BlackBerry CEO John Giamatteo told Reuters more QNX customers are moving toward next-gen software-defined vehicles, while the company sees “really healthy demand.” Reuters also said QNX’s future royalty backlog is nearly $1 billion and BlackBerry raised its full-year fiscal 2027 revenue guidance to $594 million-$621 million from $584 million-$611 million. Reuters
Analysts are divided on BlackBerry’s value right now. Stifel Canada’s Suthan Sukumar kicked off coverage with a Buy and a $12 price target, arguing that “the market misdefines BlackBerry” and calls it a software layer in the AI stack. But Morningstar’s William Kerwin, CFA, took his fair value estimate to C$7.30, writing that the stock is “still overvalued” after rallying more than 150% so far this year. investing.com
Secure Communications delivered another mixed set of numbers. ARR climbed to $220 million from $209 million, but dollar-based net retention held at 92%. The Secure Communications revenue beat this quarter was driven mainly by a $15.3 million jump in SecuSUITE product revenue, offset in part by softer UEM product revenue.

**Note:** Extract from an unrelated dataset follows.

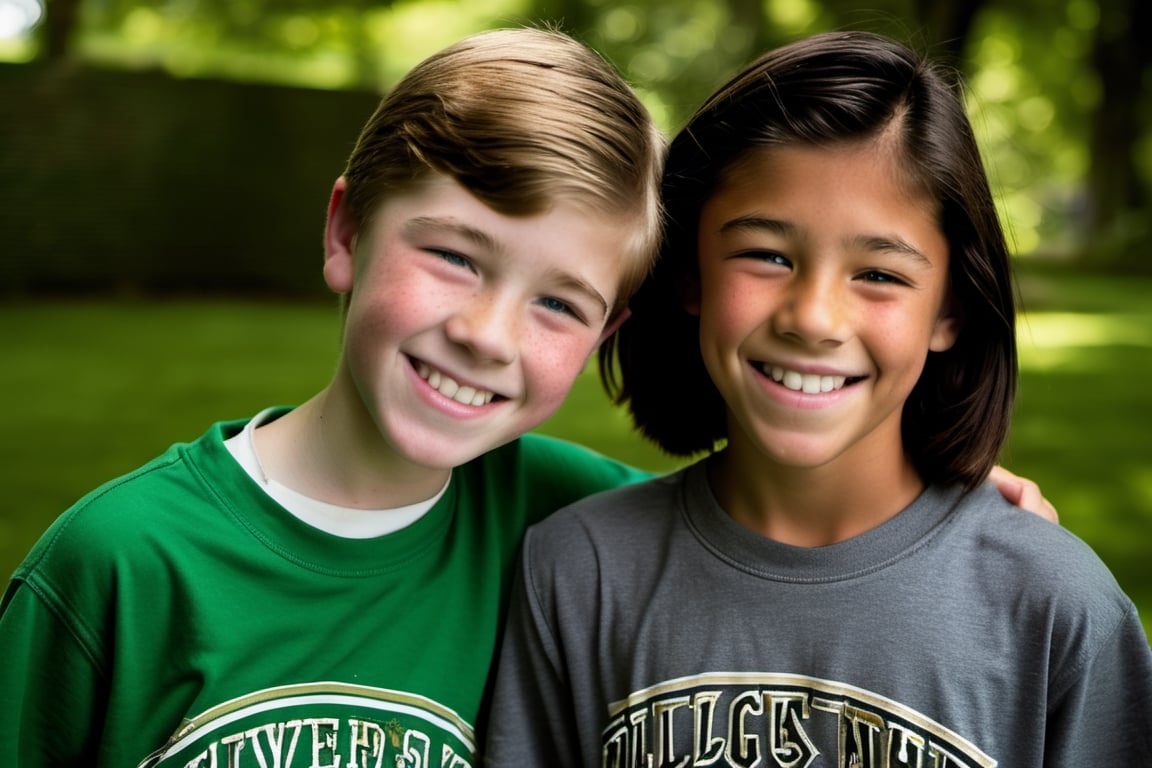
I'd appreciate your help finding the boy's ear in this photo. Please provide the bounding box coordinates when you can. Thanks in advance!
[324,176,356,294]
[929,298,964,352]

On the call, Giamatteo said growth “won’t necessarily be linear.” CFO Tim Foote said about 90% of extra revenue flowed through to adjusted EBITDA, and BlackBerry reported around $5 million in operating cash flow for the quarter. investing.com
BlackBerry is forecasting Q2 revenue at $137 million to $148 million, with adjusted EBITDA between $20 million and $30 million. The company guided for adjusted basic EPS of $0.03 to $0.04 and said operating cash flow will range from breakeven to $10 million.